Beleaguered lender Bradford & Bingley today said it had crashed into the red in the first half of 2008, after credit crunch losses and rising bad debts.







The buy-to-let specialist made pre-tax losses of £26.7m, compared with profits of £180.4m in the same period last year.



B&B said bad debt charges on its lending had jumped to £74.6m from just £5.3m last year as more borrowers struggled to keep up payments.



The firm also wrote off £155m on investments hit by the continuing financial turmoil.



B&B added that it was cautious over prospects for the rest of the year as the housing market worsened.



It said: "In the light of continuing weakness in the housing market and the wider economy, we continue to expect arrears and repossessions to increase for the remainder of the year, although we will be putting further resources into tackling the problem."

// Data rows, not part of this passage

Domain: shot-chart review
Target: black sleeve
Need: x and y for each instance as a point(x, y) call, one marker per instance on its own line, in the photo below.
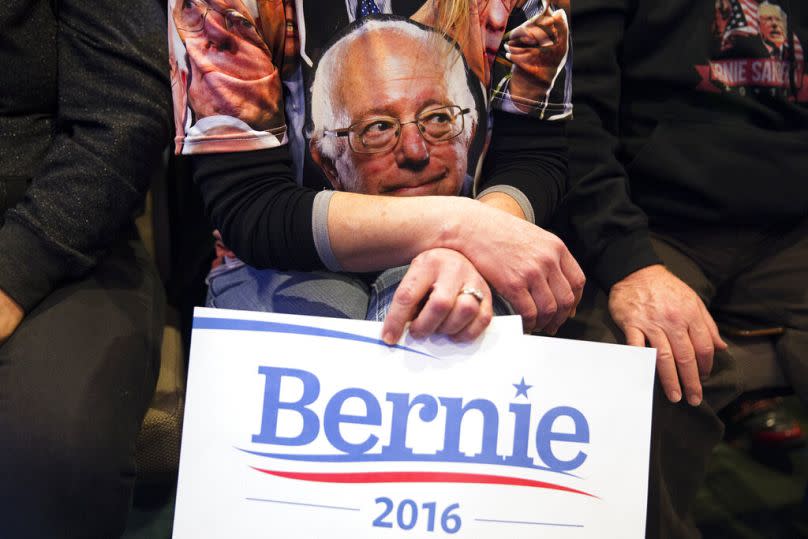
point(607, 232)
point(531, 156)
point(112, 124)
point(262, 214)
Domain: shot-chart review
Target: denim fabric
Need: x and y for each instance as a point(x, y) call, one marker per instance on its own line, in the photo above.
point(318, 293)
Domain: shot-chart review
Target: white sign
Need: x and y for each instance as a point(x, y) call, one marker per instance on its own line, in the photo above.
point(303, 427)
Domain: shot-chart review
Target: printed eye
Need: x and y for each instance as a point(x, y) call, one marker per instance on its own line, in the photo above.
point(377, 127)
point(438, 118)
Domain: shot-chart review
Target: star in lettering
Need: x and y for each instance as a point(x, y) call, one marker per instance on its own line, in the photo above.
point(521, 388)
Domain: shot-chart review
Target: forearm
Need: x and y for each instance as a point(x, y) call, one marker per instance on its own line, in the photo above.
point(369, 233)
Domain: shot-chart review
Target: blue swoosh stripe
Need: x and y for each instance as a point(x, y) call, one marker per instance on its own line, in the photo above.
point(415, 457)
point(277, 327)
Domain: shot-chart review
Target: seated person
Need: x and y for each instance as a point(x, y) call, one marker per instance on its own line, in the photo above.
point(398, 121)
point(83, 126)
point(691, 143)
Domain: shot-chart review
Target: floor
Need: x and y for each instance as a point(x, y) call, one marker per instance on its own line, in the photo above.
point(745, 497)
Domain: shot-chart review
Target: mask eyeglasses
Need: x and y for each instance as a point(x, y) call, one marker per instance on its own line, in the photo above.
point(381, 133)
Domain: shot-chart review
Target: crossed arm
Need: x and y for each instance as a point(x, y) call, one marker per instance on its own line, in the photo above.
point(528, 266)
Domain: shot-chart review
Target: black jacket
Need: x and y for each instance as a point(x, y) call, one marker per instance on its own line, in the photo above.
point(84, 116)
point(663, 137)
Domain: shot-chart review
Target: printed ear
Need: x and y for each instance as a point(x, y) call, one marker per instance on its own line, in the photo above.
point(325, 163)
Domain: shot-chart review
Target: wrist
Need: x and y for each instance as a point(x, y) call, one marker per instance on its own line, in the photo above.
point(455, 227)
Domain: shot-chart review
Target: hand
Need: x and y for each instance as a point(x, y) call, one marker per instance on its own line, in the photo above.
point(537, 48)
point(429, 296)
point(653, 305)
point(528, 266)
point(11, 315)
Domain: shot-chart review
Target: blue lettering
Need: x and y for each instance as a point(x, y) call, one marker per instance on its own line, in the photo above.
point(545, 436)
point(272, 404)
point(455, 411)
point(397, 448)
point(334, 417)
point(521, 435)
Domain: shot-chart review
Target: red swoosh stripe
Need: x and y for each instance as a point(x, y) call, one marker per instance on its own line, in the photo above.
point(419, 477)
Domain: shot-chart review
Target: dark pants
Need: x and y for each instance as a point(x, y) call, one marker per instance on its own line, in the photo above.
point(75, 382)
point(747, 278)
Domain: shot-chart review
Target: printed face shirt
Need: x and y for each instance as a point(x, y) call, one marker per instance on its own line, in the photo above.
point(368, 94)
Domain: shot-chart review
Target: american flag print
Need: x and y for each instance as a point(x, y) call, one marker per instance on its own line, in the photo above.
point(743, 21)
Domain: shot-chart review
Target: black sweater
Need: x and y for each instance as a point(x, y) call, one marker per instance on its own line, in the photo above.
point(84, 111)
point(680, 120)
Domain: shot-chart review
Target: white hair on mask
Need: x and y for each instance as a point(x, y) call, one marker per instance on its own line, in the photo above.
point(768, 5)
point(327, 112)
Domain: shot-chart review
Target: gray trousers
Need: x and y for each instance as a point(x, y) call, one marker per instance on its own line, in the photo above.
point(749, 278)
point(76, 378)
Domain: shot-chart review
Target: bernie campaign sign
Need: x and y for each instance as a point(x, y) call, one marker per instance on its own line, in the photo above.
point(305, 427)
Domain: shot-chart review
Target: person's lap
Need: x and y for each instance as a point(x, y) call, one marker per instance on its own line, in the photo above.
point(316, 293)
point(75, 381)
point(770, 291)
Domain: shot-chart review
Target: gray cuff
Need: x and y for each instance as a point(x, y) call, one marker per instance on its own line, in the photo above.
point(517, 195)
point(319, 228)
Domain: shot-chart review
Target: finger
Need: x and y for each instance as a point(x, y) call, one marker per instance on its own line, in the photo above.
point(465, 310)
point(439, 304)
point(666, 366)
point(718, 342)
point(574, 275)
point(685, 358)
point(634, 337)
point(565, 300)
point(523, 303)
point(703, 346)
point(405, 304)
point(545, 303)
point(475, 328)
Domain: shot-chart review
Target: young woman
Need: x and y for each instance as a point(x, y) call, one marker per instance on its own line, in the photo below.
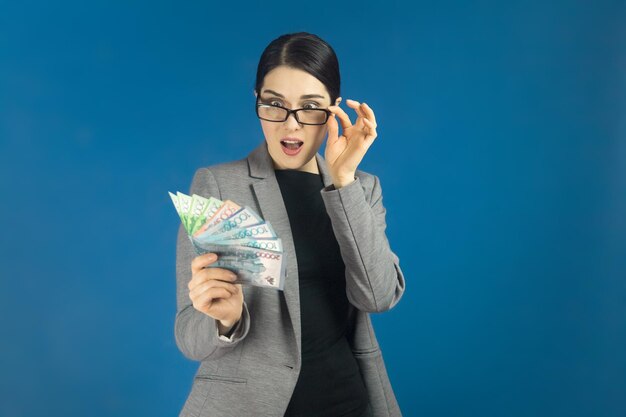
point(309, 350)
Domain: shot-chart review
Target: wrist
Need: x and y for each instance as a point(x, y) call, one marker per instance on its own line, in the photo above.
point(224, 326)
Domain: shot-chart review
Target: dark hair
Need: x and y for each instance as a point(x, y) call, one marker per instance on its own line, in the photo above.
point(304, 51)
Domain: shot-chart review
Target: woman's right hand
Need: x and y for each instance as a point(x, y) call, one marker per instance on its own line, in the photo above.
point(212, 292)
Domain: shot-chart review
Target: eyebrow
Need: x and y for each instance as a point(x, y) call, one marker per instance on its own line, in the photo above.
point(303, 97)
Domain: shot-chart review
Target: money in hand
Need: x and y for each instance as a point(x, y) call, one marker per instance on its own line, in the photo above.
point(243, 241)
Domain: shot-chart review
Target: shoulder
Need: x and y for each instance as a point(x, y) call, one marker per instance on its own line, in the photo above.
point(222, 171)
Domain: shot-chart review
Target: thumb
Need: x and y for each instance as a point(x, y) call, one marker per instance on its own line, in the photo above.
point(333, 129)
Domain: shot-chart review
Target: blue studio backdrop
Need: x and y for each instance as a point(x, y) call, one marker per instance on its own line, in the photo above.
point(501, 151)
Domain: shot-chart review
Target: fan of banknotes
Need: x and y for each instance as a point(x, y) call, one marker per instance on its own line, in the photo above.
point(244, 243)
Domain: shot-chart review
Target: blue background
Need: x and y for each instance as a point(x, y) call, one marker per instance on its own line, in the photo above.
point(502, 154)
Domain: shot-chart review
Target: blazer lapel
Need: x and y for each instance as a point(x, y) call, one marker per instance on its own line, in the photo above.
point(273, 210)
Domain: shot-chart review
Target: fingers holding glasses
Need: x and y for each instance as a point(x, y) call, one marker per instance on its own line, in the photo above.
point(342, 115)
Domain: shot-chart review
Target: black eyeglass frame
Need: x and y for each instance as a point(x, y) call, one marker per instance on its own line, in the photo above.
point(289, 112)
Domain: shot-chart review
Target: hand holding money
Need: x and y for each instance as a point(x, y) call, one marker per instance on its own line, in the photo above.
point(212, 292)
point(243, 242)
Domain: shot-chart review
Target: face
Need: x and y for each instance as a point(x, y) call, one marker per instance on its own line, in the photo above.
point(285, 86)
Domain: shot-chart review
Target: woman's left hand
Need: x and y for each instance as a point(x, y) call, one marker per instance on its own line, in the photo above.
point(344, 153)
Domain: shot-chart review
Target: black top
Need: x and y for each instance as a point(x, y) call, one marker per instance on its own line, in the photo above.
point(329, 383)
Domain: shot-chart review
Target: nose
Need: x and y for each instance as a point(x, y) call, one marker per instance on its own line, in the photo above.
point(291, 121)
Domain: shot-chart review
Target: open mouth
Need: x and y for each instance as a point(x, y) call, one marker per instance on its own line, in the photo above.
point(292, 144)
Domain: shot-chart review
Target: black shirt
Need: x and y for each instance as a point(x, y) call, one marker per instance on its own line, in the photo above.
point(329, 383)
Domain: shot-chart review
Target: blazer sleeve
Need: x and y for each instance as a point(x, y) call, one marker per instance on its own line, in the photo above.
point(374, 280)
point(197, 335)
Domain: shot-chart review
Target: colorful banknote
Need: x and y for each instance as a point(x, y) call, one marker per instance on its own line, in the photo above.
point(244, 243)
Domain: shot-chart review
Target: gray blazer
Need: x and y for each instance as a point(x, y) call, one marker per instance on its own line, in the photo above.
point(255, 373)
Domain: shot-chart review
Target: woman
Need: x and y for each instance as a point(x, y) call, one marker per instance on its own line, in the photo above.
point(309, 350)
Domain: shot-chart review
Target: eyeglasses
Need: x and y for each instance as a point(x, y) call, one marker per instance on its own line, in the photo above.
point(280, 114)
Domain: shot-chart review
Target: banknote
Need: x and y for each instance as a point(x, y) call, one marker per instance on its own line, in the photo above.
point(244, 243)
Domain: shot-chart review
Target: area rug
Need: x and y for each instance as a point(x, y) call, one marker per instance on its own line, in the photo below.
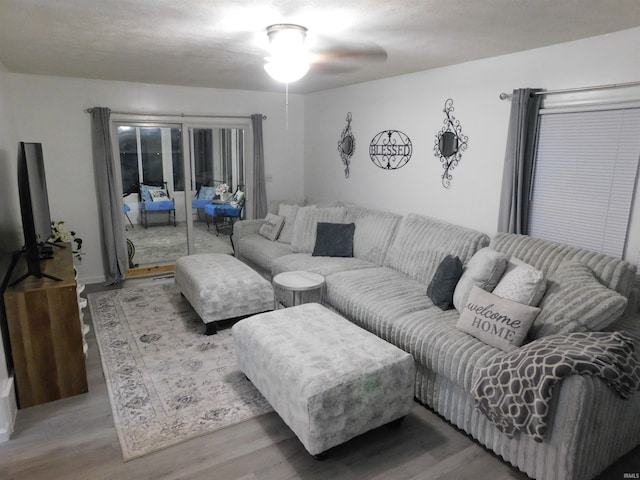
point(166, 243)
point(167, 381)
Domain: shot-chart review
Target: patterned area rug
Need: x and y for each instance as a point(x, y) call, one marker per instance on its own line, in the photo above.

The results cap a turbulent six months for B&B, in which the lender has lost its chief executive and unsettled the City with twice-rehashed plans to strengthen its finances by raising money from shareholders.



The company, which eventually succeeded in raising £400m, said its main buy-to-let market remained strong but planned to cut back on lending until the economic environment improved.



"In terms of lending, the main area of focus remains buy-to-let, where tenant demand remains strong and rents are rising.



"However, we plan to reduce mortgage volumes in the second half and into 2009 until more favourable economic conditions return," the group said.



New chief executive Richard Pym - the former boss of Alliance & Leicester who joined last week - will set out his plans for the business in the autumn, with the group looking at cutting costs and boosting retail deposits in an "extraordinary market climate".



The firm is also attempting to renegotiate the terms of a deal under which it buys mortgages from US financial services company GMAC as arrears rise.









Chairman Rod Kent said the first six months of the year "have, to say the least, been very challenging" and called the losses "clearly disappointing".



He described the saga of the group's right issue as a "tortuous journey" but added that the fundraising exercise had given the bank a strong capital base.



Mr Kent added that buy-to-let - which accounted for more than half of its mortgage book - was performing better than its acquired loan portfolio, with Mr Pym calling the sector "good banking business".



Mr Pym added: "Only where we have stretched lending criteria have we had a problem, and we are not going to do that again."







B&B's shares however fell 1 per cent today in reaction to the results. Overall, the stock has slumped 87 per cent during a painful past 12 months for the lender.



Collins Stewart banking analyst Alex Potter said: "B&B's results were little short of appalling, but this was expected.



"Looking forwards, guidance is for margins to continue falling and arrears continue rising. Earnings outlook is therefore very weak."